Under the Regional Programme entitled “Making the Southern African Development Community (SADC) Region Safer from Crime and Drugs”, UNODC and the bloc assist Member States in policy development and legislation review in line with international norms and standards, capacity building of criminal justice practitioners, infrastructure development, and cross-border cooperation.
With a view to evaluating the progress made since last year, representatives from Angola, Botswana, Lesotho, Malawi, Mauritius, Namibia, Swaziland, Tanzania, Zambia, Zimbabwe, and the SADC Secretariat as well asUNODC’s Regional Office for Southern Africa (ROSAF) came together recently, in Botswana.
Opening the meeting, Jorge C. Cardoso, SADC’s Director of the Organ on Politics, Defence and Security Affairs, emphasized the relevance of the Regional Programme, while expressing regret that transnational organized crime is one of the persisting issues that haunt the region. It has the potential to destroy the region’s future and its people, particularly the youth that are vulnerable and easily enticed with drugs by criminal groups, he cautioned.
In this regard, Mr. Cardoso underscored the need to boost the programme’s implementation into other areas such as corruption, money laundering and other relevant crimes. “For our part, we will enhance the implementation of our regional protocols and strategies, inlcuding the SADC Protocol Against Corruption, the SADC Anti-Terrorism strategy and the Strategic Indicative Plan of the Organ,” he said.

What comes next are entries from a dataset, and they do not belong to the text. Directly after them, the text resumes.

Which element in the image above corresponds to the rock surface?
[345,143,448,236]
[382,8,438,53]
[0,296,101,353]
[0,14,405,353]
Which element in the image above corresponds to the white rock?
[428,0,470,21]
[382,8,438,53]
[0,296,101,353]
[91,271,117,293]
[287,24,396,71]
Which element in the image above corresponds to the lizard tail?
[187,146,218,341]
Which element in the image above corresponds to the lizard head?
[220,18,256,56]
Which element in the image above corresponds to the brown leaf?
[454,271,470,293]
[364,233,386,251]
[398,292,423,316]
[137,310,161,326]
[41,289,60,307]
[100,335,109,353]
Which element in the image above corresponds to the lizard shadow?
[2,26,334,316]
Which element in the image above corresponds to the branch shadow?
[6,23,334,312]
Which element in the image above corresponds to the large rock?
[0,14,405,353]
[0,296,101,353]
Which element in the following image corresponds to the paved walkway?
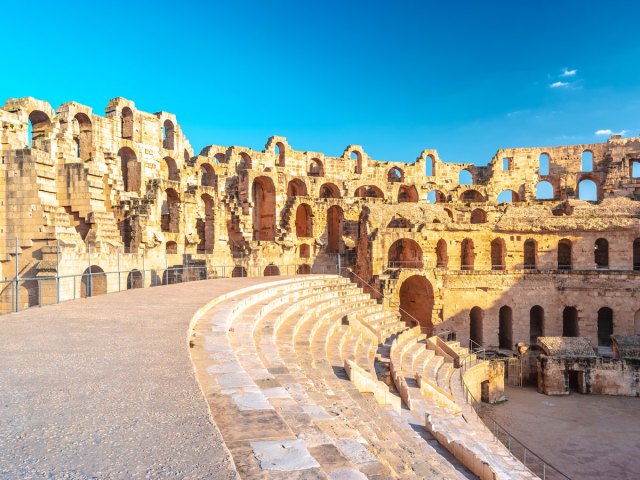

Also speaking at the meeting, Zhuldyz Akisheva, UNODC Regional Representative for Southern Africa, provided an overview of global developments that have taken place since the last progress meeting in 2015. These included new opportunities for inclusion of peace and security into the 2030 Agenda for Sustainable Development, priority issues agreed upon in the Outcome document adopted at the UN Special Session on the World Drug Problem, and decisions of the Commission on Crime Prevention and Criminal Justice, which set a broader dimension for cooperation under the Regional Programme.
The meeting concluded with several recommendations in the areas of countering illicit trafficking and organized crime; strengthening criminal justice and integrity; and improving drug abuse and HIV prevention, treatment and care.
The suggestions included enhanced cooperation on prison reform and combatting gender based violence at the regional and national levels, increased compliance with international rules, and possible interventions to address illicit trafficking and to strengthen border controls.